Destination guests arrive tired and rarely want to install anything. Scan-and-shoot in the browser is the only camera flow that consistently lands.
Some of the best destination wedding shots happen poolside between scheduled events. PicShots stays available for those candids without anyone running a camera.
Destination weddings produce keepsake books, recap films, and thank-you notes. A ZIP download from the host dashboard is the fastest path to all three.
Setup tips
Destination guests use welcome bags constantly — putting the QR on the tag keeps the guest camera visible from the moment guests check in.
Beach venues live for golden-hour ceremonies. A 10-second mention before either window lifts uploads more than any signage placement.
Multi-day events should allow more shots per guest than single-day weddings. Start around 60–100 per guest and adjust based on event length.
Tokyo events run to the minute — placing the QR on the printed programme means guests scan it during the first moment of downtime.
Use discreet table cards with a short English/Japanese prompt for international guest lists.
FAQ
Yes. PicShots runs in the browser, so Ginza hosts can use one QR code across arrivals, dinner, speeches, and dancing. Guests do not need an account or app install.
Restaurant venues and hotel ballrooms are the strongest fits. The safest setup is one QR on arrival signage and one QR at each table or guest zone.
Yes. PicShots runs entirely in the mobile browser, so it works for beach resorts hosted in Tokyo, Japan the same way it does anywhere else. Guests scan the event QR, type a display name, and start shooting — no app install, no account, no extra software.
From hotel chapels in Shinjuku to ryokan-style retreats, Tokyo events balance traditional ceremony with high-energy receptions. Common settings include Hotel chapel weddings in Shinjuku, Garden ceremonies at Meiji Jingu Gaien, Ginza event halls, Ryokan retreats outside the city. PicShots only needs guests' phones and a network connection, so the venue side is rarely the constraint.
Pricing displays per event and is shown in the currency the host signs up with.

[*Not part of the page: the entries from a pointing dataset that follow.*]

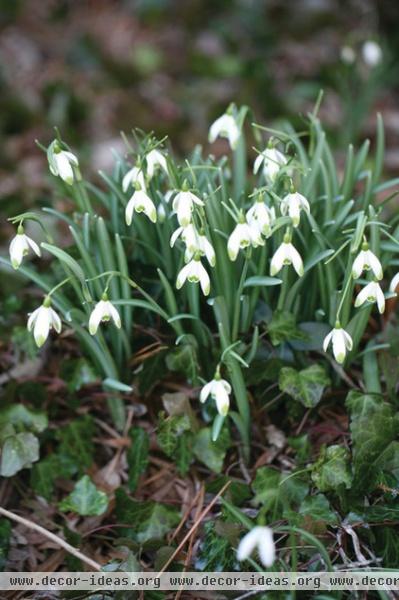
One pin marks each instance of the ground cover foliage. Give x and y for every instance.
(104, 439)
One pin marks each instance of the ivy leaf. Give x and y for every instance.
(216, 552)
(183, 359)
(318, 509)
(77, 373)
(306, 386)
(46, 471)
(148, 520)
(170, 428)
(274, 489)
(374, 427)
(77, 441)
(5, 537)
(210, 453)
(283, 328)
(85, 499)
(332, 469)
(19, 451)
(22, 417)
(137, 455)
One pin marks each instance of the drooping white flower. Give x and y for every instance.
(262, 217)
(188, 234)
(373, 293)
(196, 242)
(341, 342)
(155, 159)
(219, 389)
(225, 126)
(42, 320)
(183, 205)
(61, 162)
(348, 55)
(260, 538)
(286, 254)
(292, 204)
(140, 202)
(394, 283)
(272, 161)
(194, 272)
(19, 247)
(243, 236)
(365, 261)
(135, 175)
(372, 53)
(103, 312)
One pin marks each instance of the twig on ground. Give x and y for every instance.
(51, 536)
(194, 527)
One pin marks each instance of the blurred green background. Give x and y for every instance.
(96, 67)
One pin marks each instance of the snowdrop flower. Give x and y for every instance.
(225, 126)
(135, 175)
(61, 162)
(219, 390)
(341, 342)
(261, 538)
(243, 236)
(183, 205)
(205, 248)
(260, 216)
(365, 261)
(348, 55)
(194, 272)
(373, 293)
(42, 320)
(188, 234)
(140, 202)
(19, 247)
(272, 161)
(286, 254)
(292, 204)
(103, 311)
(372, 53)
(155, 159)
(394, 283)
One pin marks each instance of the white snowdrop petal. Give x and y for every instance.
(205, 391)
(374, 264)
(247, 544)
(358, 266)
(258, 162)
(96, 317)
(327, 340)
(34, 246)
(64, 167)
(348, 340)
(114, 315)
(42, 326)
(296, 260)
(339, 347)
(277, 261)
(222, 399)
(55, 320)
(394, 283)
(266, 547)
(32, 319)
(129, 211)
(182, 276)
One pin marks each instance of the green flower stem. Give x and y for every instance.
(240, 167)
(283, 289)
(237, 305)
(240, 392)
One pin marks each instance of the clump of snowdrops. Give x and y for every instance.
(216, 252)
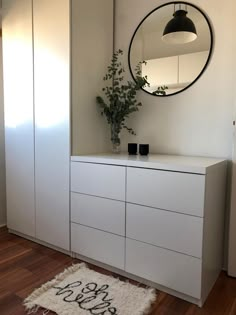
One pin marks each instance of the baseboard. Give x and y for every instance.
(35, 240)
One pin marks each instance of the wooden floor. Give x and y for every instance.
(25, 265)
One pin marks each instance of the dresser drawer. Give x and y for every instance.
(98, 180)
(104, 214)
(179, 192)
(175, 231)
(173, 270)
(101, 246)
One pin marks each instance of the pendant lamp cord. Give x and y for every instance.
(180, 7)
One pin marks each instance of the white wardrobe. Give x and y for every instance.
(37, 94)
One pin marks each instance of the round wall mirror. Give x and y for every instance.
(171, 48)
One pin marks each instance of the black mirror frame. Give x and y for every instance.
(210, 50)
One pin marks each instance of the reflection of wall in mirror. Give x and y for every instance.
(176, 72)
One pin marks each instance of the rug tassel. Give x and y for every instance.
(28, 302)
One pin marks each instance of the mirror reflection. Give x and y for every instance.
(171, 47)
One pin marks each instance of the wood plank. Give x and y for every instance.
(20, 274)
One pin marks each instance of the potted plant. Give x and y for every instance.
(120, 98)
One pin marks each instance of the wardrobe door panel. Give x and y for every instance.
(52, 115)
(19, 121)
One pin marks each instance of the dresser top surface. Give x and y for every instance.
(178, 163)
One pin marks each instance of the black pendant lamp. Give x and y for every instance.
(180, 29)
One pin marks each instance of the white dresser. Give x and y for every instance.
(158, 218)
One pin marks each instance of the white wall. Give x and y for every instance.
(92, 47)
(2, 150)
(232, 221)
(199, 120)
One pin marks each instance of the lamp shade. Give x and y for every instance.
(180, 29)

Japan hosts can budget in JPY (¥); free for events up to 10 guests, with paid tiers covering up to 250 guests.
Uploads need a network connection. Many resorts have guest Wi-Fi at the bar or restaurants — place QR reminders near those zones so uploads happen between activities.
Yes. Higher per-guest shot allowances and a single QR keep the gallery growing across welcome dinners, ceremony, reception, and farewell brunches.
Yes. Download the full ZIP from the host dashboard and select your favourites for keepsake notes, recap films, or printed albums.
Create one PicShots event, place the QR where Ginza guests naturally gather, and bring every candid into a single shared gallery you control.